We imagine women will act communally and maybe we do so out of our own bias.
我們會預設女性具有公共化行為的傾向,這也許是出于我們自己的偏見。
Once in my career, I felt that a senior woman treated me poorly.
在我的職業生涯中,我曾感到一位女性高管對我的態度不太好,
She would complain about me and my team behind my back but would not discuss any concerns she had with me, even when I asked directly.
她會在我背后抱怨我和我的團隊,即使我當面問她,她也不會和我討論她所關心的任何問題。
When I first met her, I had high hopes that she would be an ally.
當我第一次遇到她時,我很希望她會是我的盟友,
When she turned out to be not just unhelpful but actually spiteful, I was not just disappointed; I felt betrayed.
結果她非但沒有幫助我,還總有種敵意。

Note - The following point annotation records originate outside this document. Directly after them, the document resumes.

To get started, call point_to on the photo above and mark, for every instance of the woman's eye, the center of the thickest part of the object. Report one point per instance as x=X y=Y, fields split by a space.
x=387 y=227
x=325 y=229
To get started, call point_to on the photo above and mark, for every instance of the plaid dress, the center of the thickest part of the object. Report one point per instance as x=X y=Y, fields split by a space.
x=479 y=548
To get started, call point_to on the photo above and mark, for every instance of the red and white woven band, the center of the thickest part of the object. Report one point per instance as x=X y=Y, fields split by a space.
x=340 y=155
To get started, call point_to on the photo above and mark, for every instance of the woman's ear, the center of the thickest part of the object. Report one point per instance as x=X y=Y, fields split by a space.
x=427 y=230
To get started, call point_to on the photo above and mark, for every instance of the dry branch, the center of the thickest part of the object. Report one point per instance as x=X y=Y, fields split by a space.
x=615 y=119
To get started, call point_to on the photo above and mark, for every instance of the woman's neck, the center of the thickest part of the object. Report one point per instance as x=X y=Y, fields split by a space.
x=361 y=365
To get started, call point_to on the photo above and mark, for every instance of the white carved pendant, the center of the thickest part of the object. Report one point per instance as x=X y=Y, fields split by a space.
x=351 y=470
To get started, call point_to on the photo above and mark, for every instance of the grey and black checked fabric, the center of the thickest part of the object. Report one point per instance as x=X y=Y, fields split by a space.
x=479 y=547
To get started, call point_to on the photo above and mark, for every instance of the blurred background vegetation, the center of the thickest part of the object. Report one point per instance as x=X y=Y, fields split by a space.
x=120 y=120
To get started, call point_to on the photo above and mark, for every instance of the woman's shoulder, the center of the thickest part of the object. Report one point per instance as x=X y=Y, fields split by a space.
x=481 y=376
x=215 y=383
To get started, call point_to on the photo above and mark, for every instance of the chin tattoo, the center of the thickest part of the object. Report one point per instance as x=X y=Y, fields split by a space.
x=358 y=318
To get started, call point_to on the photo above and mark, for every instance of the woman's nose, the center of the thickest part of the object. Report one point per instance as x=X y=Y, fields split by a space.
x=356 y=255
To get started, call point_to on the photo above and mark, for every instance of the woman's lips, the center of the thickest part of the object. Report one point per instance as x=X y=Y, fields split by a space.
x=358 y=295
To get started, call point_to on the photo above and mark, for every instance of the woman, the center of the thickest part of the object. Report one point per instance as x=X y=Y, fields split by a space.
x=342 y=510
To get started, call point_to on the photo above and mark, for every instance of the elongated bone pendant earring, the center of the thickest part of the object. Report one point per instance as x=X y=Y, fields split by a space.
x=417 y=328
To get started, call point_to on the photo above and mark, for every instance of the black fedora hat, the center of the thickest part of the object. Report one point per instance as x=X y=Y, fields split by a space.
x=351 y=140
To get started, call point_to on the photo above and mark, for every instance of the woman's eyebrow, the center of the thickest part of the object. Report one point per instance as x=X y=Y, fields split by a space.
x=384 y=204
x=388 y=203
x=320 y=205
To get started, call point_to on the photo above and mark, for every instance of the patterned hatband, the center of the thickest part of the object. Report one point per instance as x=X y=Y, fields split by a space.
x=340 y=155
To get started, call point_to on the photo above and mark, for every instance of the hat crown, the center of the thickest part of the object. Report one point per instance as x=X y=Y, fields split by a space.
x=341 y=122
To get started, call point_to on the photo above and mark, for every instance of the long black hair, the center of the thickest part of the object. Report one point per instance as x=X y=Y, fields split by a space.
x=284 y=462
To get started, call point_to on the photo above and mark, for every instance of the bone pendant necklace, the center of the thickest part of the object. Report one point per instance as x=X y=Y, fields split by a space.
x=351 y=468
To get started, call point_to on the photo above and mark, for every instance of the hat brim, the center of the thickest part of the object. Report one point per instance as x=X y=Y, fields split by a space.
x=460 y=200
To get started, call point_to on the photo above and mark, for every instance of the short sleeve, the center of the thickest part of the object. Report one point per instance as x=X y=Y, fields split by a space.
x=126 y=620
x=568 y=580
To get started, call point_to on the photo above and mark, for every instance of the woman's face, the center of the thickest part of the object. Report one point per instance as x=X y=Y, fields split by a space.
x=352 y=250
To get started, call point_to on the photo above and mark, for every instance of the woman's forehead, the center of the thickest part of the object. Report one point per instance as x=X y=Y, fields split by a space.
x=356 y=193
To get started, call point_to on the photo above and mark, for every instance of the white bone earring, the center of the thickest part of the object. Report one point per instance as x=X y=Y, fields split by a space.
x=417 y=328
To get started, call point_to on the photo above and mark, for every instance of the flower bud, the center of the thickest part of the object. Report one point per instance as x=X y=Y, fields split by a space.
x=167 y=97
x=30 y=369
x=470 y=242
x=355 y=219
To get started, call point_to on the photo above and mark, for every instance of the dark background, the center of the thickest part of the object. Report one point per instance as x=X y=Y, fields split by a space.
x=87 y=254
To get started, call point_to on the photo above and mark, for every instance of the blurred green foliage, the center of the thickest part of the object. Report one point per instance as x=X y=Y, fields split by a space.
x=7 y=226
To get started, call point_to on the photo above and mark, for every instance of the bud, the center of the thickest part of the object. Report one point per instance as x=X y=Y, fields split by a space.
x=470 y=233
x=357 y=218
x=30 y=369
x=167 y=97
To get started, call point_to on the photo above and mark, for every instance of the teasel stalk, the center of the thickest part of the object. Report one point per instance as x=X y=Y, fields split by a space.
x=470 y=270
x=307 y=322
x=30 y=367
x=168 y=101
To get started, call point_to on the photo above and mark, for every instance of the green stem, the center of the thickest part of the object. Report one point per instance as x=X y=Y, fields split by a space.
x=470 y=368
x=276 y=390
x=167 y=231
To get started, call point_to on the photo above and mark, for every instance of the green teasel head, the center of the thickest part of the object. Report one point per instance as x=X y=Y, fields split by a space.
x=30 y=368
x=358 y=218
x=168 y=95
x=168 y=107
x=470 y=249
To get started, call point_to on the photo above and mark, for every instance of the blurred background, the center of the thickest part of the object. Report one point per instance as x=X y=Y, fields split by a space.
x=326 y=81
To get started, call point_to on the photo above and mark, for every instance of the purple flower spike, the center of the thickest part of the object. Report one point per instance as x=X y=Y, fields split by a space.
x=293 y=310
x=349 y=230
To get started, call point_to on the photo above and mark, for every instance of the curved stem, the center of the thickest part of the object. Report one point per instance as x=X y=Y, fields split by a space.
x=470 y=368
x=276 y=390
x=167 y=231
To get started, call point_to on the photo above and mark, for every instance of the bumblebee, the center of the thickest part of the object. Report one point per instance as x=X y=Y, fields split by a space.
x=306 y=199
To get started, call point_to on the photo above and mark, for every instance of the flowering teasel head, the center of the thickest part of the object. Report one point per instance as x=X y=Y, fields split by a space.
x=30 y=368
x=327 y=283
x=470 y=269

對此,我不只是失望,還有種被背叛的感覺。
Sharon Meers explained to me that this feeling of betrayal was predictable.
莎倫·密爾茲告訴我,這種被背叛的感覺其實是可以預料的。
Both men and women do, in fact, demand more time and warmth from women in the workplace.
不管是男性還是女性,他們在職場上都希望從女性那里得到更多的時間和善意。
We expect greater niceness from women and can become angry when they don't conform to that expectation.
我們都期望同性能對自己更好,如果她們沒有達到這種期望,我們就會生氣。
"I think that's a big part of the protest about executive women being 'mean' to other women,"
“人們反對女性執行官,很大程度上是認為她們對其他女性很刻薄。”
Sharon told me. "I think it's about a double standard we have when we look at female versus male superiors."
莎倫告訴我,“我認為,我們對女性高管和男性高管采用的是雙重標準。”
I now recognize that had this senior woman been a man and acted the same way, I still would have been frustrated, but I wouldn't have taken it so personally.
現在我確定,如果這位高管是位男性,即便我還是會因為他的行為而氣惱,但不會覺得他是針對我個人。
It's time to drop the double standard. Gender should neither magnify nor excuse rude and dismissive treatment.
我們應該拋棄這種雙重標準了,性別不應變成將粗魯、輕視這類態度放大化或合理化的借口。
We should expect professional behavior, and even kindness, from everyone.
我們都應該期待每一個人都擁有更友善、更專業的言行舉止。
Any coalition of support must also include men, many of whom care about gender inequality as much as women do.
不管什么樣的盟友,都應該接納男性成員,因為有很多男性和女性一樣關心性別不平等的問題。